In riferimento, poi, alla specifica questione relativa all'eventuale prescrizione del reato questa Corte ne ha affermato l'irrilevanza statuendo che ai fini del solo raddoppio dei termini per l'esercizio dell'azione accertatrice, rileva l'astratta configurabilità di un'ipotesi di reato e l'intervenuta prescrizione del reato non e di per se stessa d'impedimento all'applicazione del termine raddoppiato per l'accertamento, proprio perché non rileva ne l'esercizio dell'azione penale da parte del p.m., ai sensi dell'articolo 405 c.p.p., mediante la formulazione dell'imputazione, ne la successiva emanazione di una sentenza di condanna o di assoluzione da parte del giudice penale, atteso anche il regime di «doppio binario» tra giudizio penale e procedimento e processo tributario (Cass. n. 20043/2015)

Alla luce di tutti i superiori principi, privo di pregio appare, allora, il rilievo, proposto in ricorso e ribadito dalla ricorrente in memoria, relativo all'inconferenza della notizia di reato tramessa dalla DP II di Milano in quanto la contestazione recata nell'Avviso, relativa all'omessa esecuzione di ritenute alla fonte, avrebbe potuto sussumersi nella fattispecie astratta di cui all'art. 10 bis del d.lgs. n. 74 del 2000, rispetto alla quale non risultavano superate le soglie di punibilità.

Ed invero, alla luce dell'accertamento in fatto compiuto dal Giudice di appello in ordine al riscontro di fatti comportanti l'obbligo di denuncia penale per il reato di cui all'art.2 del d.lgs.n.74 del 2000, la diversa qualificazione dei fatti, peraltro postuma, soggettivamente effettuata dalla ricorrente in diversa ipotesi di reato, è ininfluente.

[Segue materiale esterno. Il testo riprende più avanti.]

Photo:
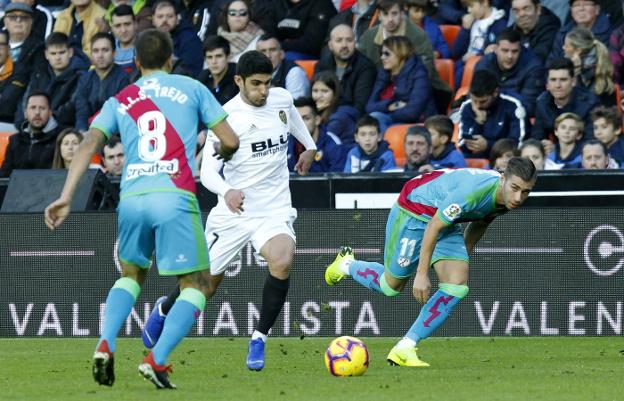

2. Con il secondo motivo si deduce la nullità della sentenza per violazione dell'art. 112 cod. proc. civ. in relazione all'art. 360, 1 comma, n.4 cod.proc.civ. per avere la C.T.R. Lombarda omesso di pronunciarsi sul motivo n.2 dell'appello con il quale si era specificamente eccepito che, in ogni caso anche a volere ritenere applicabile l'istituto del raddoppio dei termini la notificazione dell'avviso di accertamento era, comunque, tardiva.

2.1. La censura è fondata non avendo il Giudice di appello pronunciato sullo specifico motivo di appello reiterativo di eccezione già ritualmente introdotta con il ricorso introduttivo.

3. Ne consegue, in accoglimento del solo secondo motivo, la cassazione della sentenza impugnata ed il rinvio alla C.T.R. della Lombardia la quale provvederà anche sulle spese di questo giudizio.

 

P.Q.M.

 

In accoglimento del solo secondo motivo di ricorso, rigettato il primo, cassa la sentenza impugnata e rinvia alla Commissione tributaria regionale della Lombardia, in diversa composizione cui demanda di provvedere anche sulle spese del giudizio di legittimità.